Davey Winder warns about new Wi-Fi vulnerabilities and weak wireless passwords
A recent survey by web-hosting outfit UK2 in conjunction with YouGov reveals that the British public isn’t all that "bovvered" whether or not the public Wi-Fi hotspots they connect to are encrypted, although these same folk are more likely to check that their home Wi-Fi is secured.
It obviously isn't merely a matter of security awareness but one of trust – misplaced trust in the hotel, coffee shop or pub that offers the free Wi-Fi service (or the provider behind it). It shouldn't need saying today that the WEP and WPA protocols are about as safe as Lib Dem MPs’ seats, but now it appears that the Wi-Fi Protected Setup (WPS) protocol has been well and truly compromised too.
It shouldn't need saying today that the WEP and WPA protocols are about as safe as Lib Dem MPs’ seats
"WP what?" I hear you mutter. It's just that button you probably pressed to secure your wireless router when you set it up for your home or small-business network, the one that did away with manual security configuration and made wireless security so simple and quick. Or so you believed. The truth is rather less certain, because WPS is vulnerable to attack, although not through its big red button.
A different aspect of WPS is an eight-digit PIN you have to enter instead of pressing that button, and it’s this PIN version of the protocol that’s been shown to be much less secure than everyone had assumed.
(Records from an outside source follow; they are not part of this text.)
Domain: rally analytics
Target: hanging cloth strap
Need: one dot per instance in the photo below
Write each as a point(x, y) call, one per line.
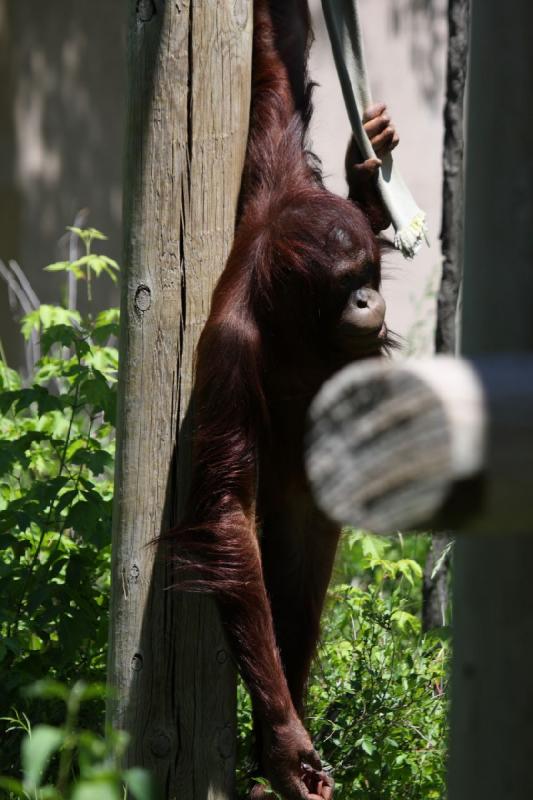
point(344, 30)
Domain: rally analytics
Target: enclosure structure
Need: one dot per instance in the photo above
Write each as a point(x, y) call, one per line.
point(492, 697)
point(188, 107)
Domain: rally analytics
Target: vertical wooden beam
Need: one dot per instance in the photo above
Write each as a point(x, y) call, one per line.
point(492, 697)
point(188, 107)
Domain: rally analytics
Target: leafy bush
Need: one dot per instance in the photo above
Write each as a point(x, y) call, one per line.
point(377, 699)
point(84, 766)
point(377, 707)
point(56, 460)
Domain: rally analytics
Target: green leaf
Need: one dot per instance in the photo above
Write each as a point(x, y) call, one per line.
point(366, 744)
point(48, 689)
point(140, 783)
point(107, 789)
point(37, 751)
point(13, 786)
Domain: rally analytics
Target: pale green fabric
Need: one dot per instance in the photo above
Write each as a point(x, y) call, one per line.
point(345, 35)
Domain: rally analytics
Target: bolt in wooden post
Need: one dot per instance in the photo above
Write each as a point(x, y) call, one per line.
point(188, 108)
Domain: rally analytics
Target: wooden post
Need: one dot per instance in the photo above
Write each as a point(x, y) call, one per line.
point(492, 693)
point(189, 92)
point(425, 444)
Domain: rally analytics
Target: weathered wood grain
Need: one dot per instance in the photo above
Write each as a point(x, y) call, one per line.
point(188, 107)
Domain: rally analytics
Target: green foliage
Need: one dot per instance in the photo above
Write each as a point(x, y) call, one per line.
point(56, 472)
point(377, 706)
point(69, 763)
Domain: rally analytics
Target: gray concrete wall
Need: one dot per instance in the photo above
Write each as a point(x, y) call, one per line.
point(61, 118)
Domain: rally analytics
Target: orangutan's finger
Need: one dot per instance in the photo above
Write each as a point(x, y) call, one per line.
point(374, 111)
point(382, 142)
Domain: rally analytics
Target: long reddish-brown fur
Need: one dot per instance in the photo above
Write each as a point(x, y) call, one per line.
point(264, 352)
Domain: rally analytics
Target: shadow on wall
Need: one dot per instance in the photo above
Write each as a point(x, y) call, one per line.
point(63, 130)
point(420, 22)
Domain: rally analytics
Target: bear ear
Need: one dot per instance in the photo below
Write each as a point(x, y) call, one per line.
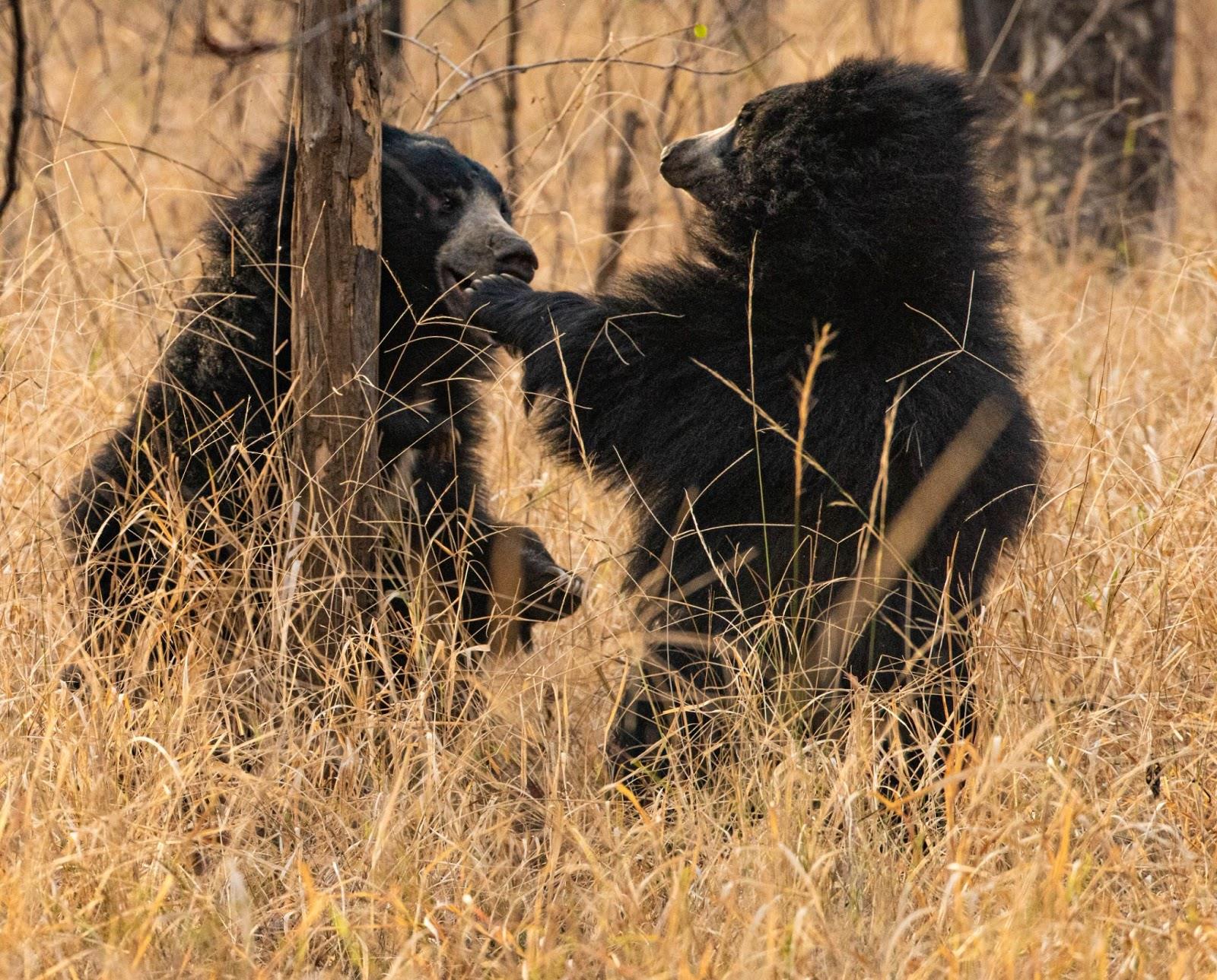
point(961, 97)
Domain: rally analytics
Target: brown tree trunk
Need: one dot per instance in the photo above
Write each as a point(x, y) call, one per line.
point(336, 236)
point(1086, 144)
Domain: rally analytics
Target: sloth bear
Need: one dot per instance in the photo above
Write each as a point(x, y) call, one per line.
point(851, 205)
point(202, 428)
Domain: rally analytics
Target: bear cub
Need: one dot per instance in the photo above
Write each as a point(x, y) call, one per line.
point(853, 205)
point(204, 424)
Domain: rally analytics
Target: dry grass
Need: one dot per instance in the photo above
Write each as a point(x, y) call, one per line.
point(383, 843)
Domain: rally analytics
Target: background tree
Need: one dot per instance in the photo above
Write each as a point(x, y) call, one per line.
point(336, 236)
point(1086, 141)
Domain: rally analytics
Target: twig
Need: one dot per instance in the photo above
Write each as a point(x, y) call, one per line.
point(17, 117)
point(618, 211)
point(205, 42)
point(511, 99)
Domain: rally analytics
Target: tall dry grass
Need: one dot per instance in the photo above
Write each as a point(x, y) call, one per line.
point(188, 834)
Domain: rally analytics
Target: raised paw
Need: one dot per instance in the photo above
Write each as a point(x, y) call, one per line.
point(497, 284)
point(553, 596)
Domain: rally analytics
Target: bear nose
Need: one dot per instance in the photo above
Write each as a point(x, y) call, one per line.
point(515, 257)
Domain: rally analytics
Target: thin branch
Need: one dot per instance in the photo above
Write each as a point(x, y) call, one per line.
point(476, 81)
point(205, 42)
point(17, 116)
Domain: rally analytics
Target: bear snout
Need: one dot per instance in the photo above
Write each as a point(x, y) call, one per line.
point(697, 164)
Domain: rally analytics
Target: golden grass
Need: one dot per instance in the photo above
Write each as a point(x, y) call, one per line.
point(373, 843)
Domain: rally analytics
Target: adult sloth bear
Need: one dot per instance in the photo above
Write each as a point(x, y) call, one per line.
point(204, 424)
point(853, 202)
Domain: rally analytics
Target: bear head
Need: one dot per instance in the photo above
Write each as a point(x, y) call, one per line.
point(872, 164)
point(446, 220)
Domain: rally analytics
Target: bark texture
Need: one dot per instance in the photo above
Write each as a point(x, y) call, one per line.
point(336, 237)
point(1085, 146)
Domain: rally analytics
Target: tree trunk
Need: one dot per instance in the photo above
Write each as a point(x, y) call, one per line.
point(336, 236)
point(1086, 141)
point(393, 21)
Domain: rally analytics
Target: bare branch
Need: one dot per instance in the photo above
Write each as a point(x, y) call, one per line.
point(476, 81)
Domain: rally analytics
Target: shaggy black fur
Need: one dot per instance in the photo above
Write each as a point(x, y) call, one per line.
point(204, 424)
point(853, 201)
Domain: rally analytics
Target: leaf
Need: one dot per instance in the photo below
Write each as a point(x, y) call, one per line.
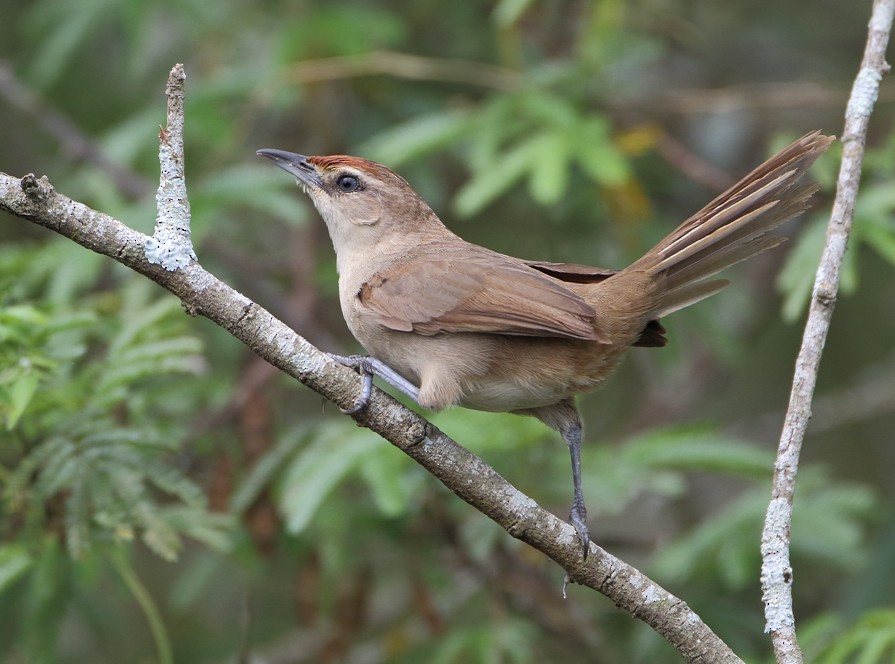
point(14, 562)
point(692, 448)
point(417, 137)
point(318, 469)
point(549, 175)
point(20, 394)
point(265, 469)
point(507, 12)
point(386, 474)
point(597, 154)
point(489, 183)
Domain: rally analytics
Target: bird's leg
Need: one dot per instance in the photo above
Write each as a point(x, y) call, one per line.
point(572, 433)
point(563, 417)
point(368, 367)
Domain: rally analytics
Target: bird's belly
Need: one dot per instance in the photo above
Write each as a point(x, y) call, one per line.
point(500, 397)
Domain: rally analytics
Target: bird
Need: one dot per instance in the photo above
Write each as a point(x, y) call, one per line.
point(452, 323)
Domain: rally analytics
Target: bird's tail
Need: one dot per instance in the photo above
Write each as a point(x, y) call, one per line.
point(733, 227)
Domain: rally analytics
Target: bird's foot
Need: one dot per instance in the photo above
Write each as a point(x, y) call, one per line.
point(363, 365)
point(578, 519)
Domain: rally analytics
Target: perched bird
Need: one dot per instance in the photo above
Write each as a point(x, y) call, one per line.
point(452, 323)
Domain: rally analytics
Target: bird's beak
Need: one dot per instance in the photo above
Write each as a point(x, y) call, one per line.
point(295, 164)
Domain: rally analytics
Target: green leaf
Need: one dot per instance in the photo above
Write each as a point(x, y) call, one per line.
point(489, 183)
point(693, 448)
point(549, 175)
point(20, 394)
point(266, 468)
point(14, 562)
point(598, 155)
point(336, 450)
point(386, 474)
point(507, 12)
point(418, 137)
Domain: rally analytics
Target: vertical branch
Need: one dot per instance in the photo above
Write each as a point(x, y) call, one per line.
point(776, 573)
point(170, 244)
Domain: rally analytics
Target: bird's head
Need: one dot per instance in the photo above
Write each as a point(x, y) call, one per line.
point(362, 202)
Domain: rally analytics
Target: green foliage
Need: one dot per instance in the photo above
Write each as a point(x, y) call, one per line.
point(868, 640)
point(122, 420)
point(874, 228)
point(91, 438)
point(532, 135)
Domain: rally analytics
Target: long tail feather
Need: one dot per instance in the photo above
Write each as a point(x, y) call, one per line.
point(733, 227)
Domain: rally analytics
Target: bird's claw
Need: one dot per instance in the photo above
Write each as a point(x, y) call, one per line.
point(578, 519)
point(361, 364)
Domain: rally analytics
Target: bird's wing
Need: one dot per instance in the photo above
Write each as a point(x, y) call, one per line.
point(487, 293)
point(570, 272)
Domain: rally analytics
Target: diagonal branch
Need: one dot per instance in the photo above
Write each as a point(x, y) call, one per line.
point(462, 472)
point(776, 573)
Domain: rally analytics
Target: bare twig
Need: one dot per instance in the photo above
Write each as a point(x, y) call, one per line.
point(776, 575)
point(404, 65)
point(462, 472)
point(170, 245)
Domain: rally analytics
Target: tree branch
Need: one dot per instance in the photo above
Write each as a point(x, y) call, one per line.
point(459, 470)
point(776, 573)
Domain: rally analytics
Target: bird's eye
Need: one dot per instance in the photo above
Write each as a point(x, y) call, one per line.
point(347, 183)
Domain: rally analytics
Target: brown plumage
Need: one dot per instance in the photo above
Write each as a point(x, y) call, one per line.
point(453, 323)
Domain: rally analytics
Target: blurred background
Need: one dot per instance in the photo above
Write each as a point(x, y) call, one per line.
point(169, 497)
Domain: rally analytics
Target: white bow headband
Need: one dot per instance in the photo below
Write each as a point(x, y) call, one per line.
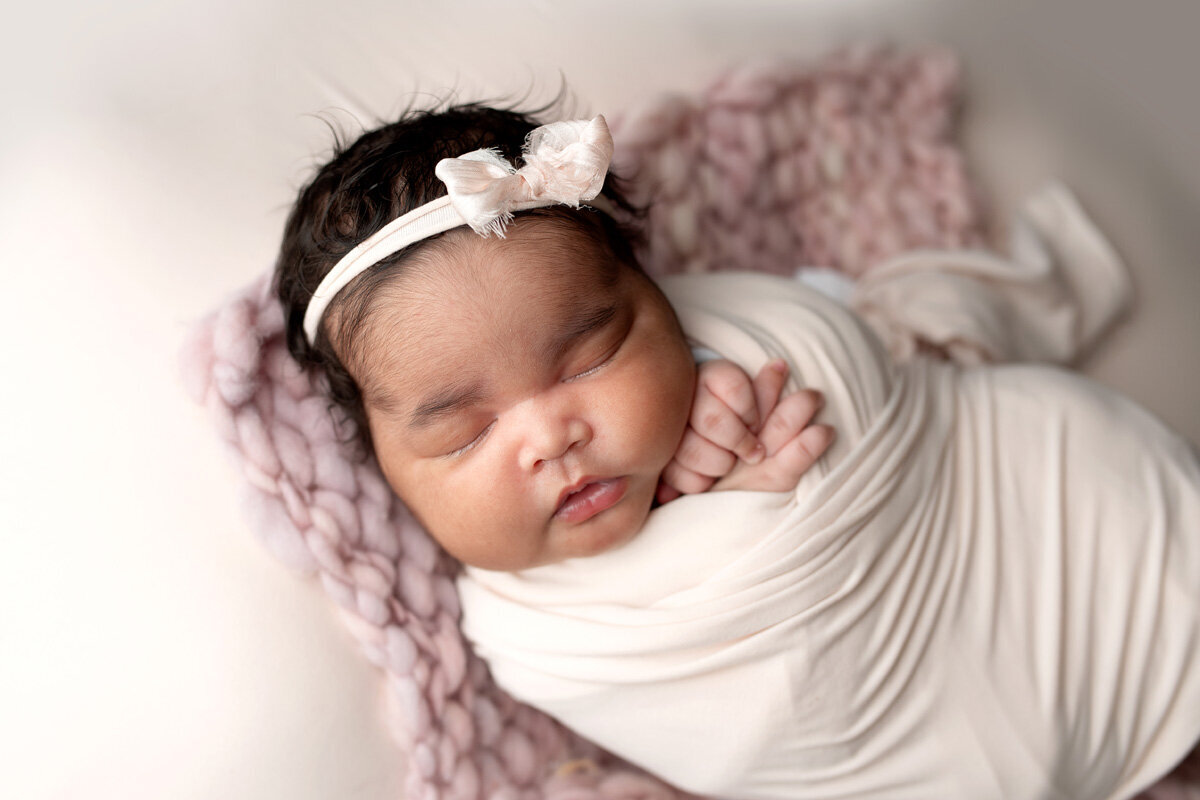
point(565, 164)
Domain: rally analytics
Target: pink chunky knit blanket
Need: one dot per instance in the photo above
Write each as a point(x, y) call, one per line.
point(839, 163)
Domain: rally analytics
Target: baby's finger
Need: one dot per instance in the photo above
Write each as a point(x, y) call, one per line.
point(683, 480)
point(767, 386)
point(721, 426)
point(790, 417)
point(797, 456)
point(699, 455)
point(731, 385)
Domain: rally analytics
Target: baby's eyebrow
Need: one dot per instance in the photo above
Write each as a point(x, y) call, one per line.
point(445, 403)
point(576, 326)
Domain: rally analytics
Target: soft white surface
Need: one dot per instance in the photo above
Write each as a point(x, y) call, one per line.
point(148, 154)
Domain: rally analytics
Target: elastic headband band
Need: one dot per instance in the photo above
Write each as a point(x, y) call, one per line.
point(564, 164)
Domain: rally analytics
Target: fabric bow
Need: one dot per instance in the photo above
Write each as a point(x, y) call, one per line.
point(564, 163)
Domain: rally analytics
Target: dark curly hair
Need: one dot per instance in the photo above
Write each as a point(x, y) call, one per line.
point(384, 174)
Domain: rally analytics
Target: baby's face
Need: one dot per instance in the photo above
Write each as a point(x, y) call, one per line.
point(525, 394)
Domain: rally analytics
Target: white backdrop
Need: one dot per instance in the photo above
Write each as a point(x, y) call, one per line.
point(148, 155)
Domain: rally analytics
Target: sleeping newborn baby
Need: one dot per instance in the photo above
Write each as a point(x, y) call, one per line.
point(988, 587)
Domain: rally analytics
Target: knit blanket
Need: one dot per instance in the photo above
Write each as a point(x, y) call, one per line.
point(839, 163)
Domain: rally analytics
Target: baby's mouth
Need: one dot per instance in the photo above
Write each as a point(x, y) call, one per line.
point(589, 497)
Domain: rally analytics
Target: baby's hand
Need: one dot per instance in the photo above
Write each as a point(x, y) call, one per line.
point(791, 441)
point(723, 434)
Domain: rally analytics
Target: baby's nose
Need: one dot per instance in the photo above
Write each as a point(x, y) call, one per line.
point(550, 432)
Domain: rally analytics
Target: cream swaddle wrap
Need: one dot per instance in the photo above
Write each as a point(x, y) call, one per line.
point(988, 588)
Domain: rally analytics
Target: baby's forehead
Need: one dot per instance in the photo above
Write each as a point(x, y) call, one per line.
point(477, 299)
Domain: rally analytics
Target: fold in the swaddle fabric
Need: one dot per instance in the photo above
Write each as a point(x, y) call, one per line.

It seems that in order to crack the encryption via standard brute-force attack, hackers don’t need to uncover all eight digits of that PIN – which would take quite a lot of time and computing resources – but have to decipher only the first four. That secure-looking PIN isn’t actually so secure after all.
Sure, your bank card employs a four-digit PIN, and both banks and customers seem happy enough to place their trust in that when placing it in an ATM, but there’s a big difference between these two seemingly identical authentication scenarios.
To take your money out of a cash machine, any would-be villain has to be both in possession of your physical card and able to guess or otherwise get hold of your PIN. To gain access to your supposedly secure wireless network, however, they don’t need physical access to your router, computer card or anything: they can just set their own computer loose on trying every possible combination.
There’s a useful "how long to crack my password" calculator – called Haystack – at the Steve Gibson GRC security site, which is accurate enough for a rough estimate, although the maths boffins will tell you that it’s far from perfect.
The trouble is, security researchers have now released a tool called Reaver that can exploit this imperfection to enable anyone to crack the more simple WPS PIN and access the clear-text version of your router’s WPA2 Pre-Shared Key (PSK), which is then revealed as a result.
The full eight-digit PIN would have more than 100 million combinations, whereas the reduced-digit PIN has only 11,000 or thereabouts. It matters not one jot how complex the PSK lying behind the PIN is, because by using the WPS method you’re in effect "protecting" your Wi-Fi network with a simple four-digit PIN.